In [1]:
pip install numpy tensorflow --use-feature=2020-resolver termcolor 


Usage:   
  /opt/conda/bin/python3.7 -m pip install [options] <requirement specifier> [package-index-options] ...
  /opt/conda/bin/python3.7 -m pip install [options] -r <requirements file> [package-index-options] ...
  /opt/conda/bin/python3.7 -m pip install [options] [-e] <vcs project url> ...
  /opt/conda/bin/python3.7 -m pip install [options] [-e] <local project path> ...
  /opt/conda/bin/python3.7 -m pip install [options] <archive url/path> ...
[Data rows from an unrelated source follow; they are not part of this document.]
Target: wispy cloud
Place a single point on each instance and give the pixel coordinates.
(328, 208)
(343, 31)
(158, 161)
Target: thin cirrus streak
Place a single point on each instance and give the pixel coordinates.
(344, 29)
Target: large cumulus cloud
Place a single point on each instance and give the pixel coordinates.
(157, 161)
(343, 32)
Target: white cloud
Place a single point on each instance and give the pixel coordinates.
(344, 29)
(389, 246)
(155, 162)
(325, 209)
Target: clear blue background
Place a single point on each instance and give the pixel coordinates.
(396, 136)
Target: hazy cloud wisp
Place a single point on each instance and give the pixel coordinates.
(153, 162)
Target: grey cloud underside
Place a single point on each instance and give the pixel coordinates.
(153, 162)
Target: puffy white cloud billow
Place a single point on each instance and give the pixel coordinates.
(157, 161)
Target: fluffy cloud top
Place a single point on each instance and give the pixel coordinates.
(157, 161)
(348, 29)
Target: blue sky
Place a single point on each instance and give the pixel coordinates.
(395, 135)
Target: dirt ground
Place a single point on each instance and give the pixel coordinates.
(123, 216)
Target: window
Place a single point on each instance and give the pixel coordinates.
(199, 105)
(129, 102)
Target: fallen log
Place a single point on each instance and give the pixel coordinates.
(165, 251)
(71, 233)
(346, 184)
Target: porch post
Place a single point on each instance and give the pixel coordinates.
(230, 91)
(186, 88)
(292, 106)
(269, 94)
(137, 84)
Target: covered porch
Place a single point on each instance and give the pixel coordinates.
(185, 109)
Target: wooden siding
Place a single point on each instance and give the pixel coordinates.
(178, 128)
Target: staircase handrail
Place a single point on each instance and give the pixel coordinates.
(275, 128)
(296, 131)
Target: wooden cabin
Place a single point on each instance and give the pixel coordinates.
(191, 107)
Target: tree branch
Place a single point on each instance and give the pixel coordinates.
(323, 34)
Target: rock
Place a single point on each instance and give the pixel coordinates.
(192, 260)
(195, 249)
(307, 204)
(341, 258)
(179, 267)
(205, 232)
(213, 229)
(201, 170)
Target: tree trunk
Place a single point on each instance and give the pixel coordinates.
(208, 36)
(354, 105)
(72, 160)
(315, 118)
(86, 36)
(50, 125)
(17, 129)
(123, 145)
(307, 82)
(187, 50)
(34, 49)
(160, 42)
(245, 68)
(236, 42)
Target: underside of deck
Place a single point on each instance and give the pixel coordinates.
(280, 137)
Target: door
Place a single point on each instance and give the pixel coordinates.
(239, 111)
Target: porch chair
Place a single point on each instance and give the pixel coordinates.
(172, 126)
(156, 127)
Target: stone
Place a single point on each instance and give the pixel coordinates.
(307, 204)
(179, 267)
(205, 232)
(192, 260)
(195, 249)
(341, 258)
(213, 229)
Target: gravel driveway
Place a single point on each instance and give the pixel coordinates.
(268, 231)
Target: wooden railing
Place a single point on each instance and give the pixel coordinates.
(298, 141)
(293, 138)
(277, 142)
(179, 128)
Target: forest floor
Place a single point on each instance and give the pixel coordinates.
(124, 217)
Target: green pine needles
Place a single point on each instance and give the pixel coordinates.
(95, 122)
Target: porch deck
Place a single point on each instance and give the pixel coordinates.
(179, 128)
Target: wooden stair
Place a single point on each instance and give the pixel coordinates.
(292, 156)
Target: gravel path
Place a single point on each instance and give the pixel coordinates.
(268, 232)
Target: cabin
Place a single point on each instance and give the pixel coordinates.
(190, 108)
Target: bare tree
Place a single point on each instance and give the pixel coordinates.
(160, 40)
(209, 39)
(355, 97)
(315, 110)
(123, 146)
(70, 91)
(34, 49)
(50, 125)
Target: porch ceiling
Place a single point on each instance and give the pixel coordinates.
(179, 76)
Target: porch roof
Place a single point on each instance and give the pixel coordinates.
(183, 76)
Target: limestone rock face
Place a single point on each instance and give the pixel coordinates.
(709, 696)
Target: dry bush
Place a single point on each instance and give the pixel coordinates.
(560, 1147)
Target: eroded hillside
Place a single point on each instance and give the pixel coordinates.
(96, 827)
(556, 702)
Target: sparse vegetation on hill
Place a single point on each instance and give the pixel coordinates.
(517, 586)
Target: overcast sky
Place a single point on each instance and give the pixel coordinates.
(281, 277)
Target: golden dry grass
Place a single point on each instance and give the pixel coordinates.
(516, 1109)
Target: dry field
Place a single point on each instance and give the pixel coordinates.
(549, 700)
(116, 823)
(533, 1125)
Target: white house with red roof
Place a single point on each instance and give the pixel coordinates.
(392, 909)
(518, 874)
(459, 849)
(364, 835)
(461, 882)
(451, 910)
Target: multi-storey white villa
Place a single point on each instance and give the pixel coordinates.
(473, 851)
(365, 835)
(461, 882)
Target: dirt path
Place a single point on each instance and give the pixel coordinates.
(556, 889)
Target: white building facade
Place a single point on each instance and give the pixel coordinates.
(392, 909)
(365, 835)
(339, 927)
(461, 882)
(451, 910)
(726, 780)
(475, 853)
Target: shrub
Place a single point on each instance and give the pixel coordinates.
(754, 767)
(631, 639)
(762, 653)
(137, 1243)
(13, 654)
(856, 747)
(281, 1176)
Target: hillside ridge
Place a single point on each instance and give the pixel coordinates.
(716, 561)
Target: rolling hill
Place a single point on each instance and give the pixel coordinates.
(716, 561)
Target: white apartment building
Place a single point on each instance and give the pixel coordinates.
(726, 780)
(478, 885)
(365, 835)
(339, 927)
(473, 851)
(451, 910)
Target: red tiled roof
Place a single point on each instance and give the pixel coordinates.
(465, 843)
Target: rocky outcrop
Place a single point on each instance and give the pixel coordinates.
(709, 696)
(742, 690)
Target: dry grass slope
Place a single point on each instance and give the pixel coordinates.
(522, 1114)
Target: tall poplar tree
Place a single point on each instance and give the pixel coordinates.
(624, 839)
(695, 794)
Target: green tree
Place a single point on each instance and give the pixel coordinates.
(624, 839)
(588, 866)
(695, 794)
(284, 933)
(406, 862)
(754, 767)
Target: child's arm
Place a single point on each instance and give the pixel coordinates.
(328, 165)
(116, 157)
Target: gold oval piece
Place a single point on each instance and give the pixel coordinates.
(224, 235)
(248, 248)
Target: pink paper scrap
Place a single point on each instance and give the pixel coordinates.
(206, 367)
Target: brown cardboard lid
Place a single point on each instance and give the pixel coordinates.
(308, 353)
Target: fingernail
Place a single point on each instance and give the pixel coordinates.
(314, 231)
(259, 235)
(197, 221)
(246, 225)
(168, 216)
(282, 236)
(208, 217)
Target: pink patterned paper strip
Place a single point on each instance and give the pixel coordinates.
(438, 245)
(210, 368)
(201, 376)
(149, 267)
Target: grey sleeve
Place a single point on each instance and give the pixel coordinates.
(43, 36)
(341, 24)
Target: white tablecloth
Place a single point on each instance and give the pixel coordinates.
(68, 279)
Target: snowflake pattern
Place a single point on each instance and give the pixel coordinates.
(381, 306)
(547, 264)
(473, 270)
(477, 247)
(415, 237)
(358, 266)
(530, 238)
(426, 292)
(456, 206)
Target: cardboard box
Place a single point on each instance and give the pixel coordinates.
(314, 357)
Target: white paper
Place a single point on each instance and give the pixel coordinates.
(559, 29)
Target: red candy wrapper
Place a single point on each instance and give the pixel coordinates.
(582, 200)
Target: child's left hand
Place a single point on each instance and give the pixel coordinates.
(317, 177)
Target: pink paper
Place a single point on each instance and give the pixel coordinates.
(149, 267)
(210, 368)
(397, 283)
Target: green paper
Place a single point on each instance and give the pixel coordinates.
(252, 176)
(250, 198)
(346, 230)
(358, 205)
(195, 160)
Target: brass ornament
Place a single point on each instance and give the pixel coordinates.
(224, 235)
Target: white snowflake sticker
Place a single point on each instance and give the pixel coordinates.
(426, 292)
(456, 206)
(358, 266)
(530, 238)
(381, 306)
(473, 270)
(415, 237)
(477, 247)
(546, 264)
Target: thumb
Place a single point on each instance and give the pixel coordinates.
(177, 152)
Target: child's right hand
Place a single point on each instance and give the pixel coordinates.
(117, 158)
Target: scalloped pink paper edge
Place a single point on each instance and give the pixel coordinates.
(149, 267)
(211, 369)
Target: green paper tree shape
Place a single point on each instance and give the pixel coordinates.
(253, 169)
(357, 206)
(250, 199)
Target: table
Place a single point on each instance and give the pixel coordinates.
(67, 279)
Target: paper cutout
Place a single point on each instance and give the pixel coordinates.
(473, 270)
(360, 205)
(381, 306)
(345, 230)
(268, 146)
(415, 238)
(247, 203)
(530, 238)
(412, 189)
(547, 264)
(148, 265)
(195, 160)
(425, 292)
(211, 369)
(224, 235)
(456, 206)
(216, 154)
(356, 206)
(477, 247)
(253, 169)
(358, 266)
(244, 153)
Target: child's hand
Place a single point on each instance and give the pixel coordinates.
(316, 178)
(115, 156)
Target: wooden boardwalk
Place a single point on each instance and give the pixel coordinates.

no such option: --use-feature
Note: you may need to restart the kernel to use updated packages.


In [2]:
from tensorflow.keras import layers as layers
import tensorflow.keras as keras
import tensorflow as tf
import numpy as np
import time
from termcolor import colored

class EncDec():

    def __init__(self, input_vocab, target_vocab, embedding_dim, units, batch_size, inpmap, targmap):

        # constructs network
        
        hidden = hidden_init(batch_size, units)
        self.input_dim = input_vocab
        self.out_dim = target_vocab
        self.batch_size = batch_size
        self.embed_dim = embedding_dim
        self.units = units
        self.inmap = inpmap
        self.outmap = targmap

        self.encoder = EncDec.Encoder(input_vocab, embedding_dim, units, batch_size)
        self.decoder = EncDec.Decoder(target_vocab, embedding_dim, units, batch_size)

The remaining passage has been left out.